More restrictions and regulations of energy markets, in the vain belief that such actions will bring price relief, are counterproductive. They will make the energy markets less efficient, rather than more so.
The pointer is from Mike Giberson, who provides more information and links to Craig’s (brilliantly named) blog, Streetwise Professor. Craig testified Friday on oil-market speculation before the US House Agriculture Committee; you can read his remarks here. And for a classic paen to speculation more generally, see Victor Niederhoffer’s classic “The Speculator as Hero.”
Note to graduate students: If you haven’t read Craig’s classic papers on bulk shipping, introducing the concept of “temporal specificity,” your education is incomplete.

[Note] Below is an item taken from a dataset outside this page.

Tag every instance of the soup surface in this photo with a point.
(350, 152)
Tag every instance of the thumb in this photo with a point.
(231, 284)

Check ’em out:
Pirrong, Stephen C. 1992. “An Application of Core Theory to the Study of Ocean Shipping Markets.” Journal of Law and Economics 35: 89–131.
Pirrong, Stephen C. 1993. “Contracting Practices in Bulk Shipping Markets: A Transactions Cost Explanation.” Journal of Law and Economics 36: 937–76.
Entry filed under: - Klein -, Institutions, New Institutional Economics, Strategic Management, Theory of the Firm.









1.
Craig Pirrong | 17 July 2008 at 6:12 pm
Peter–
Thanks for the links and the props–you are too kind. Re temporal specificities, Masten, Meehan, and Snyder introduced the term in 1991. I did expand on the concept in the 93 JLE paper, and showed how such specificities could create coordination problems unless markets were sufficiently “thick,” and that long term contracts or integration could economize on transactions costs in thin markets.
Thanks again, and keep up the good work on the blog.